I love the fit on the bust and waist, the shape of the skirt. and the overall silhouette of this dress. I do not love the weird hump of fabric I get at my collarbone whenever I raise my arms. Is that something that can be eliminated through fitting adjustments? I could just make the V-neck version in future (and I will try that), but I prefer the boat neck shape for this pattern. More research required.

I will definitely be making more of these. I've already made a maxi version (coming your way very soon), I'd like to try a jersey version, and I suspect I will be making an Anna for at least one of the summer weddings in my calendar. Yes, I know I don't need a different dress for each wedding.
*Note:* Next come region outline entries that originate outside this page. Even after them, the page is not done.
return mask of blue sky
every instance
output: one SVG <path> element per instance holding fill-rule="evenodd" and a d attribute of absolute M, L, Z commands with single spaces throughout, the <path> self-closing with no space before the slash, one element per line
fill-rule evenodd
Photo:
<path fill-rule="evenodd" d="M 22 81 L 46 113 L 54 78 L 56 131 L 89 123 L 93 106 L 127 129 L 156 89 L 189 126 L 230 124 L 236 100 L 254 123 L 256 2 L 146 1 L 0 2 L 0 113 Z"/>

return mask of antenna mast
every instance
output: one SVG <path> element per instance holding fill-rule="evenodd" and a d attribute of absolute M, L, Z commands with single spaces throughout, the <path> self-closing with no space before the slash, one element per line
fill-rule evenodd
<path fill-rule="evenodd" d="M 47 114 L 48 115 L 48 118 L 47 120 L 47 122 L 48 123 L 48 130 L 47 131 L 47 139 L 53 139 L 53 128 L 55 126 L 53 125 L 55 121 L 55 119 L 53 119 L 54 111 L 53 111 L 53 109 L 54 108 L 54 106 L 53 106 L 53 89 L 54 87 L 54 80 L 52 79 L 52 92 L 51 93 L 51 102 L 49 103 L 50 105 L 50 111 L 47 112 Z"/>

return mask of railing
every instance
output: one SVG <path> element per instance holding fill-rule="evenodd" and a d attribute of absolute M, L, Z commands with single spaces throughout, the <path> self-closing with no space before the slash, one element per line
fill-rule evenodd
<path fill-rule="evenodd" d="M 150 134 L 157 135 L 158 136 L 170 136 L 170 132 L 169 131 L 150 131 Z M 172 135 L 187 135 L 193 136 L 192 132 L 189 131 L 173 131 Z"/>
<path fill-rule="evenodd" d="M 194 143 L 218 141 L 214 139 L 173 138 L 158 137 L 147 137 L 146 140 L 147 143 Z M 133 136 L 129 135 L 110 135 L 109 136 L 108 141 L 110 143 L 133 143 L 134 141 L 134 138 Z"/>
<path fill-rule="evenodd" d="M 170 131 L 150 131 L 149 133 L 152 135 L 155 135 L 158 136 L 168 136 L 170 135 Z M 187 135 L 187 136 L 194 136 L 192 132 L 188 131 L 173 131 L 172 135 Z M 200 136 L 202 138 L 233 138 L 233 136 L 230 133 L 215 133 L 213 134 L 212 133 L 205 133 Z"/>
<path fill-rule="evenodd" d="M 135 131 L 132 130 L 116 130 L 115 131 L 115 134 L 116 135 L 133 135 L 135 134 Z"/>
What's your point?

Thursday 7 April 2016

UODPH review

I thought it might be useful for me to look at the things I've made with a couple of months' hindsight. I'm not going to literally review everything I've ever made, because that will get dull, but I'm already grouping some of my makes into batches, right? So to start off with, here are my current thoughts on the products of my Unnecessary October Dress Pattern Haul.

1. Tiramisu

Indisputable success. This is great, and I've worn it a lot. Literally the only bad thing about it is the itchy stay tape in the shoulder seam.

2. Wren

I have never worn this and I am never going to wear this. But it was a good test run, and my second attempt is one of my favourite dresses ever. If I can persuade myself to take apart something I've made, I'll take the top off this and have it as a skirt.

3. Cambie

Two problems with this dress. It could have done with a full bust adjustment, and it is the stupidest colour ever. I mean, it's a nice colour, but it goes with literally no other colour in the world because it's such an optical illusion. This should be a great work dress, but I don't generally go around with bare arms and there is no colour of cover-up that works with it (though I do wear it to work on a fairly regularly basis with a black jumper). I should make another.

4. Elisalex

I wore this at Christmas, and it's a Christmas dress in my mind now. It's also quite heavy. Again, I should make another. I have a mash-up dress using the Elisalex bodice in the works, and you'll be seeing that fairly soon.

5. Moneta

I like this dress and I wear it fairly regularly, but I don't think it's going to last very long. The fabric isn't great quality and it doesn't have much recovery, so it's actually quite difficult for me to tell what I think of the pattern in and of itself. 

Best: Tiramisu
Worst: This particular Wren dress
Would remake: All five (what, ALL FIVE out at once? If you did the voice in your head, we should be friends), and I've already remade two and a half of them.